Eugene Fama, who believes share prices reflect all the available information, shared this year's Nobel Prize in Economics with Robert Shiller, who in contrast believes greed, fear and animal spirits drive markets and cause bubbles. Looking at the media love affair with Xero, I'm with Shiller.
Xero has a fantastic product. The business has 150,000 customers and $40 million a year in revenue, but it loses money. Its board says that if it prevails it will become the dominant market provider. There are precedents such as Microsoft, Google and Trade Me, where a natural monopoly evolved and made shareholders rich.
But at more than $3 billion, the market has priced Xero as if it has already reached those elevated heights. It hasn't and it might not.
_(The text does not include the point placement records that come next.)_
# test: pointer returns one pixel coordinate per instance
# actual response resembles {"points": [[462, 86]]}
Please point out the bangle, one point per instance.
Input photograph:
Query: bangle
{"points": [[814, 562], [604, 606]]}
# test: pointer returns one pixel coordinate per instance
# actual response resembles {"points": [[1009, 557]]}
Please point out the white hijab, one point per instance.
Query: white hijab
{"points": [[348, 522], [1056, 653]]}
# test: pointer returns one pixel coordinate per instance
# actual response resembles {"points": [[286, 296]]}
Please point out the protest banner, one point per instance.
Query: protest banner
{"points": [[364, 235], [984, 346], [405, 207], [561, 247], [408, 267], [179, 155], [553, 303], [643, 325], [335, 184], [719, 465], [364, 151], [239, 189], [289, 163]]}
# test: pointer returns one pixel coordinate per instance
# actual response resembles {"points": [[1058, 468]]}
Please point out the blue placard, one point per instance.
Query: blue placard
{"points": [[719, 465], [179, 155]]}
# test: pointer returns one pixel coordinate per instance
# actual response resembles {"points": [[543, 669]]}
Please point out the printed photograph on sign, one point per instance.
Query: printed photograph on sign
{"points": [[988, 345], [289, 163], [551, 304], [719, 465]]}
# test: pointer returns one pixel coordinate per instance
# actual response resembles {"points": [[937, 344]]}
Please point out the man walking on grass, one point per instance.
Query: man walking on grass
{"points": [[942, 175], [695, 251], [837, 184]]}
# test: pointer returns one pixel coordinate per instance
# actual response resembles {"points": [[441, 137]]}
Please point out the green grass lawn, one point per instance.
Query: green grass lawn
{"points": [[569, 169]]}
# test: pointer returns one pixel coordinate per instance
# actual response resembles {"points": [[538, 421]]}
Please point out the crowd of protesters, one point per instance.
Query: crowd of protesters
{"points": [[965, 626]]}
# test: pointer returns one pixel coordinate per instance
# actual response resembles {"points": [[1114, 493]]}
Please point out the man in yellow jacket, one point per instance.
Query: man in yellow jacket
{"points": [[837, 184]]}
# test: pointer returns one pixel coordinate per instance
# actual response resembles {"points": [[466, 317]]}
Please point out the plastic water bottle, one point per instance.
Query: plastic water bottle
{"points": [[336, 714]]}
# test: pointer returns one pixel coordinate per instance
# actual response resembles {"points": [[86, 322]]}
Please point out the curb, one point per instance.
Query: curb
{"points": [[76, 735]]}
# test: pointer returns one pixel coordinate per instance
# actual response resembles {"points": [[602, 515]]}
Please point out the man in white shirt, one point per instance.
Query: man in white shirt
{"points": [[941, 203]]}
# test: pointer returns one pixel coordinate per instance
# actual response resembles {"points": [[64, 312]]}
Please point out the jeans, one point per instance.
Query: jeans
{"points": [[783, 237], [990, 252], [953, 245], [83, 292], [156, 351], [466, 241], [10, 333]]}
Products such as Microsoft Exchange increase their utility the more users they acquire, but is this true of accounting software? I think it is more like Microsoft Explorer, a program that works well but if I am the only person who uses Chrome I am not disadvantaged by my isolation. The business has $45 million in costs compared to $37 million in customer revenue. But unless they can get more customers they will be unable to sustain their overheads without drastic changes.
Xero is aiming for the stars, passing first through the cloud. Early investors have done well but what is driving the current frenzy? Is it a cold rational expectation of future growth, or greed and animal spirits? By contrast, Meridian Energy is a stable business that last year made $295 million after tax and has $6 billion in fixed assets. It has been valued at $4 billion.